Petite photo au sommet avant de redescendre 
Les pieds de nouveau au sol, nous planons encore sur notre petit nuage. Quelle voie ! quel sommet ! Quelle journée ! quelle cordée ! La nuit va être bonne.
Quoique... Nous commençons à douter des capacités de notre tente lorsque nous la montons le soir venu. Le cadre est juste magique mais pour ce qui est du confort, il ne faut pas être difficile. La soi-disant tente deux places ne laisse pas rentrer facilement les choses... Il ne faut pas avoir beaucoup mangé le soir pour espérer rentrer à deux, même avec nos petits "mètre soixante" et "mètre soixante-dix". De toute façon, ce n'est pas la priorité : nous sommes affamés ! Au menu, des bons raviolis en conserve (notre spécialité). Après avoir digéré devant le soleil couchant, nous ne nous faisons pas prier et allons nous coucher des étoiles plein les yeux. 

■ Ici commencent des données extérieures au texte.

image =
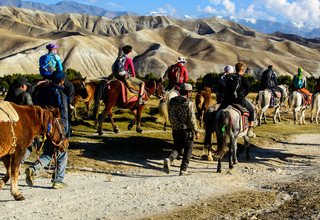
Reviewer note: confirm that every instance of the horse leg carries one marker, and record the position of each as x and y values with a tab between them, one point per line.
15	161
219	166
6	177
114	126
101	118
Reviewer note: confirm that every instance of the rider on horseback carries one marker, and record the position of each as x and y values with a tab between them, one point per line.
269	81
300	84
235	93
177	74
123	69
222	83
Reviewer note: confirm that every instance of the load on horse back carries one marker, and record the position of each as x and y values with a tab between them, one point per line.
117	93
315	107
203	103
19	125
266	99
165	97
298	104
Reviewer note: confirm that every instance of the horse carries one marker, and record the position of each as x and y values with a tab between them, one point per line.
203	102
264	101
165	97
17	135
112	94
296	102
229	123
315	107
84	92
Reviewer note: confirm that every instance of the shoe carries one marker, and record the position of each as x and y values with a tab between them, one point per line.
166	165
30	176
141	101
59	185
250	132
184	173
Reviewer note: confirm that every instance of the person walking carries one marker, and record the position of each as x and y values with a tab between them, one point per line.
184	127
53	95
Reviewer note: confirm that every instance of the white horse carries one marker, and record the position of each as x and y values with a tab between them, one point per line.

Bivouac au pied de la Dibona

Le réveil retentit à 6h. Nos corps courbaturés émergent tranquillement sur nos matelas tout dégonflés. Le p'tit dej est avalé devant un panorama grandiose. Les sommets alentour arborent des teintes rougeâtres et le ciel ne laisse entrevoir aucun nuage. Dans la bonne humeur et au pas de course, nous rejoignons le pied de l'arête Sud du Pilier Occidental du Soreiller. Deux heures plus tard, nous serons au sommet, seuls au monde, atteignant le summum du bonheur. 



Pris à notre propre jeu, nous tombons dans une sorte d'hédonisme montagnard  qui transforme sans aucun doute l'effort en beauté. Notre émerveillement est tel qu'il donne un sens nouveau à ces "ascensions faciles" où la performance n'est pas le socle de l'expérience vécue. Il revalorise la montagne à sa juste valeur et force l'Homme à faire preuve d'humilité.

Alix, Reine du Verdon

 Quelques photos de notre virée dans Alix . Cette voie mythique nous aura donné du fil à retordre, notamment le premier 7b qui n'est pas donné !














Une semaine à Ailefroide City

 Yihaaaa, le moment tant attendu a sonné ! Après vingt petites minutes d'oral et un "c'est bon vous pouvez disposer", je peux enfin enfiler les claquettes et adopter un look de vacancière. Mon chauffeur privé (Hugo pour les intimes) vient me récupérer en limousine - ah non, en scénic pardon - moins d'une minute après que je sois sortie. Décidemment, les vacances commencent bien. En route vers le paradis des grimpeurs, nous écoutons Ben Harper faire ses gammes. Le temps que sa guitare chauffe, nous récupérons Tim puis Milan sur le chemin. Dans nos sacs, les topos ont naturellement remplacé cahiers et trousse d'école, textes du bac et compagnie... Un en particulier nous sera plus qu'utile : "Le topo des blocs d'Ailefroide".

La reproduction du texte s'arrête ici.